Orin's recent post helpfully clarifies some of the relevant issues in the debate over judicial "empathy." I completely agree with Orin that some cases require judges to be aware of a litigant's mental state. For example, a case alleging illegal intentional race discrimination requires judges to assess evidence indicating whether or not the defendant really did intend to discriminate. As Orin notes, hardly any one denies this.
I. Empathy Goes Beyond Merely Understanding a Litigant's Mental State.
Many of those advocating "empathy" as a tool for judicial decision-making define the term far more broadly. "Putting oneself in another's shoes" - the conventional metaphor for empathy - entails a lot more than simply knowing what the other person thinks or feels. For example, I am aware that a committed anti-Semite hates and fears Jews. In that very limited sense, I might be said to empathize with him. However, I cannot feel his emotions as if they were my own, because they diverge too much from my worldview. Although I can understand the content of his beliefs, I cannot really put myself in his shoes.
To take a more immediately relevant example, consider the Lily Ledbetter case, which many advocates of judicial empathy point to as the paradigmatic instance of insufficient empathy by the conservative justices.
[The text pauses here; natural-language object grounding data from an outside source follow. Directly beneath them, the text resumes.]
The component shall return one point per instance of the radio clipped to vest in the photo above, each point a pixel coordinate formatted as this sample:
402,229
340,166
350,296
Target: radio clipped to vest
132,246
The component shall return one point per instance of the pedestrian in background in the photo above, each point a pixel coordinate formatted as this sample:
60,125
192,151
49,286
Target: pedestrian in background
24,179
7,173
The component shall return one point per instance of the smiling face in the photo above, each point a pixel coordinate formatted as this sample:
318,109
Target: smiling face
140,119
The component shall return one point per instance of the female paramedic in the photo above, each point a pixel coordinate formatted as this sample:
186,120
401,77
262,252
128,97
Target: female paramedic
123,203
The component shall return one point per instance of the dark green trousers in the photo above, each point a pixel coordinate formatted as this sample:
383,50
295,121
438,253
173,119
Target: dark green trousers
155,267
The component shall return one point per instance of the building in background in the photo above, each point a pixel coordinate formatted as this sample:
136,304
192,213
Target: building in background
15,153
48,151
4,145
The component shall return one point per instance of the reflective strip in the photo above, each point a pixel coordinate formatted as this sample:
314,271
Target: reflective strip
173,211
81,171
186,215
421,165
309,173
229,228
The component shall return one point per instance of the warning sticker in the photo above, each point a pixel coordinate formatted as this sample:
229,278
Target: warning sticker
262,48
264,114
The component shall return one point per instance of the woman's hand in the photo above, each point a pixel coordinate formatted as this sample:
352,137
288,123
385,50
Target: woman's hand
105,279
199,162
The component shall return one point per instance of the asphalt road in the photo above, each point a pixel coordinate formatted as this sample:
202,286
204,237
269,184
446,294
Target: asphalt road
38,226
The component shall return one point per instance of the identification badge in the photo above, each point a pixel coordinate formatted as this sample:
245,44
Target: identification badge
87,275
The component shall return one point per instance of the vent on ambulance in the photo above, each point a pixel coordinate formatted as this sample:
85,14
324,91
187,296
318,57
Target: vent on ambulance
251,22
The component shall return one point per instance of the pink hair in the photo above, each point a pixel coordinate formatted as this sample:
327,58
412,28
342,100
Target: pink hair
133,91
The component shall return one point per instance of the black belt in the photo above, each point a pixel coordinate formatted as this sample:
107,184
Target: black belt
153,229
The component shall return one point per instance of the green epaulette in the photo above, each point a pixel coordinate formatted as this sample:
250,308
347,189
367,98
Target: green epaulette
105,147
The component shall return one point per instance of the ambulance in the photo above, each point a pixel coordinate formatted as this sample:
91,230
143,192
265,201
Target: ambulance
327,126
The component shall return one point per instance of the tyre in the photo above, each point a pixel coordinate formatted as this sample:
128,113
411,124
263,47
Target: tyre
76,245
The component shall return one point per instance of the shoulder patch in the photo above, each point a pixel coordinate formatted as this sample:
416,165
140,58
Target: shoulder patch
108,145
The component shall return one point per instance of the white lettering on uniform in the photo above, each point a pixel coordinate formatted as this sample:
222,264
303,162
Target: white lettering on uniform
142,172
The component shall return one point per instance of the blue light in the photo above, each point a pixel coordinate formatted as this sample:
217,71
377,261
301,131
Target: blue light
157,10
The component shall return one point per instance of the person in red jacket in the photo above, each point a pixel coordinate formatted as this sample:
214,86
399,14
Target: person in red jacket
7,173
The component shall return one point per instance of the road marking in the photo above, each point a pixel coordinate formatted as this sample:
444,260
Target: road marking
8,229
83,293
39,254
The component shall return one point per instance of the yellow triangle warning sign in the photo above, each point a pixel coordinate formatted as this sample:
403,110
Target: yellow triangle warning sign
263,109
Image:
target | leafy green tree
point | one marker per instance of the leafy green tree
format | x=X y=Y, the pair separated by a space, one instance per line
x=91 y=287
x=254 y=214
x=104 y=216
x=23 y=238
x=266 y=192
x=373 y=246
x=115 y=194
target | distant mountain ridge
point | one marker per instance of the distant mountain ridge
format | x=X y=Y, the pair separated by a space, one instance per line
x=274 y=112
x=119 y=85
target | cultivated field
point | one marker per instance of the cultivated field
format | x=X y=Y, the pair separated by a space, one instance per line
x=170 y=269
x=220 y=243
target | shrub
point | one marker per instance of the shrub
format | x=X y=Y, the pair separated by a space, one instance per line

Surely those justices understood that Ledbetter felt frustrated and perhaps angry when judges ruled that her sex discrimination claim was barred by the statute of limitations. They also likely realized that she believed she was the victim of an injustice. One would have to be a fool not to see these things.
When critics of the Ledbetter decision claim that the conservative justices lacked "empathy" for the plaintiff, they mean not that the conservative justices were unaware of her feelings, but that they failed to identify with them sufficiently. As Barack Obama recently put it, "the quality of empathy" he looks for in judges includes "understanding and identifying with people's hopes and struggles, as an essential ingredient for arriving at just decisions and outcomes" [emphasis added]. Advocates of judicial empathy claim not only that judges sometimes must determine the mental states of litigants, but also show sympathetic "identification" with them. At the very least, they want judges to put themselves in litigant's shoes to a far greater extent than merely knowing what the litigants think or feel. And they want that kind of empathy to be a basis for judicial decisions in some important cases.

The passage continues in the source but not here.